Reaching the end of the hallway, he glanced outside and again saw no one. It was five in the morning. There wasn’t likely to be anyone around, but he couldn’t take any chances. Confident it was all clear, he headed back to the parking garage and put his suitcase in the trunk. If he needed to move quickly, he didn’t dare take the risk of leaving behind the only possessions he had with him in the country.
He reentered the hotel and decided to check on the clerk. Sure enough, his instincts were right. The old man was slumped in a chair in the room behind the reception desk, sound asleep and snoring, with an old black-and-white Persian war movie playing on TV. With no one else around and the hotel completely silent, David wasted no time. He slipped behind the desk, found the registration forms for the five men, and snapped a picture of each with his phone.
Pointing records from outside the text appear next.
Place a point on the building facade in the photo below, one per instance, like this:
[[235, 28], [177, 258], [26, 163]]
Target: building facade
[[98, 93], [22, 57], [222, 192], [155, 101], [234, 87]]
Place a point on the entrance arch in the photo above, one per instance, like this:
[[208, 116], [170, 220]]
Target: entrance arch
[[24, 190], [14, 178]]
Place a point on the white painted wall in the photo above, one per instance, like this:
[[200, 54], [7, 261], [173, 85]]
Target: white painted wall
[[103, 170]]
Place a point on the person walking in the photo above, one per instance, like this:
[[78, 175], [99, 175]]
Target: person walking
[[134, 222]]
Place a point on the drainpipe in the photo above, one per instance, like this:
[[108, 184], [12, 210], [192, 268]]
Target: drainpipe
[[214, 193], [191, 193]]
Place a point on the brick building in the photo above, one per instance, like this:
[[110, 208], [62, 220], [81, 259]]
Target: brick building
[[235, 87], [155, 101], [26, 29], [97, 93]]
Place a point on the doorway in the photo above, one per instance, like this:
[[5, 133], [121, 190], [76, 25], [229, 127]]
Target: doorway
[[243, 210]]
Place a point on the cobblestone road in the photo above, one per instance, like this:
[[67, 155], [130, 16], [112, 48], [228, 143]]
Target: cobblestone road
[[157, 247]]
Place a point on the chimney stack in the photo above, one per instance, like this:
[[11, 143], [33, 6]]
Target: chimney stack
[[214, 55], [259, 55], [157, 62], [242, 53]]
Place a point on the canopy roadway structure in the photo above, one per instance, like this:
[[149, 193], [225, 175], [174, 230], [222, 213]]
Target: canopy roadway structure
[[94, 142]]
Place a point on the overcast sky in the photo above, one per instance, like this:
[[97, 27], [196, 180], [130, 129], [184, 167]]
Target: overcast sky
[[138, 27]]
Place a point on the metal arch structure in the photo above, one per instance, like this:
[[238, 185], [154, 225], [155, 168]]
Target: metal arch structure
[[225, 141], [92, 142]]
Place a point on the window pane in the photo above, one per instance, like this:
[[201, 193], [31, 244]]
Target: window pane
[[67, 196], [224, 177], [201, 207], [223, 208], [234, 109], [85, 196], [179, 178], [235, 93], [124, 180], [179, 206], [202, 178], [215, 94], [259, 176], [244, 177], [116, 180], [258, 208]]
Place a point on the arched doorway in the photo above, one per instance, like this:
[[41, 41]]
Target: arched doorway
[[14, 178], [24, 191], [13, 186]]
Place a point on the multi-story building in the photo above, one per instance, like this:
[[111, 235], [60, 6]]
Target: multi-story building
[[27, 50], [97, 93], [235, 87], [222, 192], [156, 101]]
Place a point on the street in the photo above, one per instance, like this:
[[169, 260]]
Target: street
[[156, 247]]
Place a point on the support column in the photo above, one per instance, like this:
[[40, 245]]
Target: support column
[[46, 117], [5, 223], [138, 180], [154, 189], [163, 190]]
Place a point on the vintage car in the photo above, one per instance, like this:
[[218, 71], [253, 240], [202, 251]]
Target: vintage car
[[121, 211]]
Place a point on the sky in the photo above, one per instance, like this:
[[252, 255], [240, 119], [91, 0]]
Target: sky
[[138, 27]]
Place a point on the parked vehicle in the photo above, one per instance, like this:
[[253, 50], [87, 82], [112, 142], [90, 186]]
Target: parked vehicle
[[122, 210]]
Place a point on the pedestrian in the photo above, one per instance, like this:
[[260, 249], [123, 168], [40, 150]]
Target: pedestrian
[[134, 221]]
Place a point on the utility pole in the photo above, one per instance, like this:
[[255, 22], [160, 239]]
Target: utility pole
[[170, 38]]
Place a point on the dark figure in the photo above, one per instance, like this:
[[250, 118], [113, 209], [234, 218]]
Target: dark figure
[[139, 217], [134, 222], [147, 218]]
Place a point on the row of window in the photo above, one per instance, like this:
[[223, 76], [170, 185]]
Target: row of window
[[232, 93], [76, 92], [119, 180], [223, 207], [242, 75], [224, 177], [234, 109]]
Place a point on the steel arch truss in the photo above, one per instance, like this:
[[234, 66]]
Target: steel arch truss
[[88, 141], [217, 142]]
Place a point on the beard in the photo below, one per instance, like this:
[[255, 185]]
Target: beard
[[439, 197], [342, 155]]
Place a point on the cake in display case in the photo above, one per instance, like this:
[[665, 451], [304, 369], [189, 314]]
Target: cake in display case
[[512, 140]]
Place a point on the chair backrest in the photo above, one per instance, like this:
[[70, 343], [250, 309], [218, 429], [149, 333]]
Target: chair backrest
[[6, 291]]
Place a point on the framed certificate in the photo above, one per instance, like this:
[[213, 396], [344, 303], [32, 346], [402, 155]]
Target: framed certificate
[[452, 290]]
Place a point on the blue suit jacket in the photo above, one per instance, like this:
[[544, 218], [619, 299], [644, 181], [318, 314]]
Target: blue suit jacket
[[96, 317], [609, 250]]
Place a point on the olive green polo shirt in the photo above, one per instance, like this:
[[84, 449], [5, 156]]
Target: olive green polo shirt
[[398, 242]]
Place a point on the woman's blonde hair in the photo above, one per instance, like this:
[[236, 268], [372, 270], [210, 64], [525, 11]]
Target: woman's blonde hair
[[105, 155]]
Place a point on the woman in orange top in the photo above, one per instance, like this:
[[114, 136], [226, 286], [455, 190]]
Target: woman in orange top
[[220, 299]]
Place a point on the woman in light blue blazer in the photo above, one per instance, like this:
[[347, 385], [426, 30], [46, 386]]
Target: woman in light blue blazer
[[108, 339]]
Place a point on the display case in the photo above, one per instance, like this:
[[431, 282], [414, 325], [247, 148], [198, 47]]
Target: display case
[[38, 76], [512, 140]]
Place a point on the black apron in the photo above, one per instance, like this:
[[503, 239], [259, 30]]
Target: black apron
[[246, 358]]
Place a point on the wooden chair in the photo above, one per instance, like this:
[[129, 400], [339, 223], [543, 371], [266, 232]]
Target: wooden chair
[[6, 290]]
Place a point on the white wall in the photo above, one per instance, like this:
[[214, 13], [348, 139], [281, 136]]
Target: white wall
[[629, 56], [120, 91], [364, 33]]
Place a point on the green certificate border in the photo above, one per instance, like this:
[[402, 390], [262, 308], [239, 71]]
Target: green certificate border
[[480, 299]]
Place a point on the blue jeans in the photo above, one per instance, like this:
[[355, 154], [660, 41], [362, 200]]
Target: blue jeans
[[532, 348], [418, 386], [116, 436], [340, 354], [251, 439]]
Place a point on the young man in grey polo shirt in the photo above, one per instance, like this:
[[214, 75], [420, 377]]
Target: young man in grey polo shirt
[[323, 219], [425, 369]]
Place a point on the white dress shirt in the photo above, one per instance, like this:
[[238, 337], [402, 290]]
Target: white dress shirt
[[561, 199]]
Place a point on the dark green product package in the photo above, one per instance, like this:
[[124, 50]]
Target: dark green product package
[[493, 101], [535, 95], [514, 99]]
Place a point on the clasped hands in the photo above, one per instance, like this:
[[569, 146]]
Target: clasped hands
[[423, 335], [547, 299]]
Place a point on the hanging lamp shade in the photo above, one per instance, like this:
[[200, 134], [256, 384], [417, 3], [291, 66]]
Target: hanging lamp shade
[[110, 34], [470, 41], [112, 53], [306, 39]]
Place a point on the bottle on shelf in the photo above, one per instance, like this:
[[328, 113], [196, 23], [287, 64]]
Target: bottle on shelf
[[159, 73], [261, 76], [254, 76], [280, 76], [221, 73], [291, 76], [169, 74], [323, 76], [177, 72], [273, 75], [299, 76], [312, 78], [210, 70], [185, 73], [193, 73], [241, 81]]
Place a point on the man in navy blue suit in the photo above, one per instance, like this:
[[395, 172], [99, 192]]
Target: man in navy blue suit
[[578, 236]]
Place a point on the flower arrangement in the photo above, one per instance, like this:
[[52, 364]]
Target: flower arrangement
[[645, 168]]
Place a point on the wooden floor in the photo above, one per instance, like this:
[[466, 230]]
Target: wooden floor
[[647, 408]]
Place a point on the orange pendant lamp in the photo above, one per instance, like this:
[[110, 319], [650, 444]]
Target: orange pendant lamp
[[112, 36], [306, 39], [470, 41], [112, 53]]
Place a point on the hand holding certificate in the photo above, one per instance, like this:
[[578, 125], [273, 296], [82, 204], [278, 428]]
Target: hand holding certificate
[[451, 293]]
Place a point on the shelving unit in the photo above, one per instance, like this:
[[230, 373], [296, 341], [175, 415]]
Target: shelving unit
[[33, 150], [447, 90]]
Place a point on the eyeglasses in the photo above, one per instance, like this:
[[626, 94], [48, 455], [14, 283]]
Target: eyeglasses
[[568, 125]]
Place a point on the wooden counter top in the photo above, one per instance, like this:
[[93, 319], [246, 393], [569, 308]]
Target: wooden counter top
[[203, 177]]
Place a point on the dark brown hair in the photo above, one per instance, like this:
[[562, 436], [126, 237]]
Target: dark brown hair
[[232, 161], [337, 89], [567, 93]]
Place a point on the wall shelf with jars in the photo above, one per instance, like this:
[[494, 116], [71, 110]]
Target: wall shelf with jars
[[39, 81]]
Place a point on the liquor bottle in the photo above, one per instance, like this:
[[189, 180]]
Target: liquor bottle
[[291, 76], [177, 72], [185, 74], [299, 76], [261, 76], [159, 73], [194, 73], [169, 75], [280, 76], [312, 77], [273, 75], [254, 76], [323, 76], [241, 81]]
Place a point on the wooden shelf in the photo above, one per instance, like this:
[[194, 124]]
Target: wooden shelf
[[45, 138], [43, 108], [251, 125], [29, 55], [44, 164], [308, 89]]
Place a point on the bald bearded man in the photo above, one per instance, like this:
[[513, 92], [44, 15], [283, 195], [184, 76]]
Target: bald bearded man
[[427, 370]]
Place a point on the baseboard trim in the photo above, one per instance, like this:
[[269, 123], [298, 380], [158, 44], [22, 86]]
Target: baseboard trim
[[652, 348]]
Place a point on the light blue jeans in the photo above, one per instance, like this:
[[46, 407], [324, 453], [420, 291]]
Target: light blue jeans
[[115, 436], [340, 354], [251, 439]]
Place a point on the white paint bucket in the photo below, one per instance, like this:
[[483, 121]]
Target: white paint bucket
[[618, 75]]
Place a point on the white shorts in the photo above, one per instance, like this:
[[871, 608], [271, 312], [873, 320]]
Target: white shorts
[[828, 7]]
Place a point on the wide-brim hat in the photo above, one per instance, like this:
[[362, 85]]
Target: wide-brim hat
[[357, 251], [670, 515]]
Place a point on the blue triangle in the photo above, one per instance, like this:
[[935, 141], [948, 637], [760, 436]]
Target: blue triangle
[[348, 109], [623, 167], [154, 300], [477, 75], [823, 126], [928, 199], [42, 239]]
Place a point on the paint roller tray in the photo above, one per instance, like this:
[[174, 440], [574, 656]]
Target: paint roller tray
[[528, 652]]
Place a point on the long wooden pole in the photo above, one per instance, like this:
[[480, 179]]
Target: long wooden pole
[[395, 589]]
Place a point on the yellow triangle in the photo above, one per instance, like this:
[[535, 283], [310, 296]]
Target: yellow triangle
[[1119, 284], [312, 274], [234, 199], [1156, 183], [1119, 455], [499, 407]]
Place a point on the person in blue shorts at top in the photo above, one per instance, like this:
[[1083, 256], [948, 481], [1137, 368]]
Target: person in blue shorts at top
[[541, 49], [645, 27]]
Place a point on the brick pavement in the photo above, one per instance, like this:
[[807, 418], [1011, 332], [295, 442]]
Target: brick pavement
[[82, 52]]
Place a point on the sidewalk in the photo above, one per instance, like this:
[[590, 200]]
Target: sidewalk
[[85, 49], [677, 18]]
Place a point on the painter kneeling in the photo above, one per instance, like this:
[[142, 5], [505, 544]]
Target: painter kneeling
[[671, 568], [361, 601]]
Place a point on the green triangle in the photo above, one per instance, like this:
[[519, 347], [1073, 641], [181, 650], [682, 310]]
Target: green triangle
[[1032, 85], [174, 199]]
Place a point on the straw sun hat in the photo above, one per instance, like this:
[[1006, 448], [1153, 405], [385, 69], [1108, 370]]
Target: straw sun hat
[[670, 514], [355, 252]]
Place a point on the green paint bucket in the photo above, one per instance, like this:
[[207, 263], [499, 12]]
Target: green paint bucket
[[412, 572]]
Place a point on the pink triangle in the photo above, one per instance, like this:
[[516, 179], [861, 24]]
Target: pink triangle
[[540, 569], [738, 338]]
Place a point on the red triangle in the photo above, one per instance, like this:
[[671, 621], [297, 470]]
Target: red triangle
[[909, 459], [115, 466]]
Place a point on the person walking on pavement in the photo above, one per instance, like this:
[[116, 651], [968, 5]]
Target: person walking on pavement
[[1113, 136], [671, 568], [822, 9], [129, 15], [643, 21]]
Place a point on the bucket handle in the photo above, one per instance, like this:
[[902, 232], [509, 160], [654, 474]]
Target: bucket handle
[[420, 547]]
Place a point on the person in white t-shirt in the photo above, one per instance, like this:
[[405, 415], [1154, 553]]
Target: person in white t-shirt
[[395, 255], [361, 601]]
Then he found the video surveillance system—an old VHS system he couldn’t believe still worked—and rewound the two tapes covering the lobby. Using the video feature on his phone, he recorded the images of the five men entering the hotel and checking in. He rewound both tapes again, this time to the beginning, and hit Record on both decks. By the time anyone asked to see this footage, the images on them, including those of him checking in, would be recorded over and gone forever. Then he made sure everything was back in its place and hightailed it back to room 308.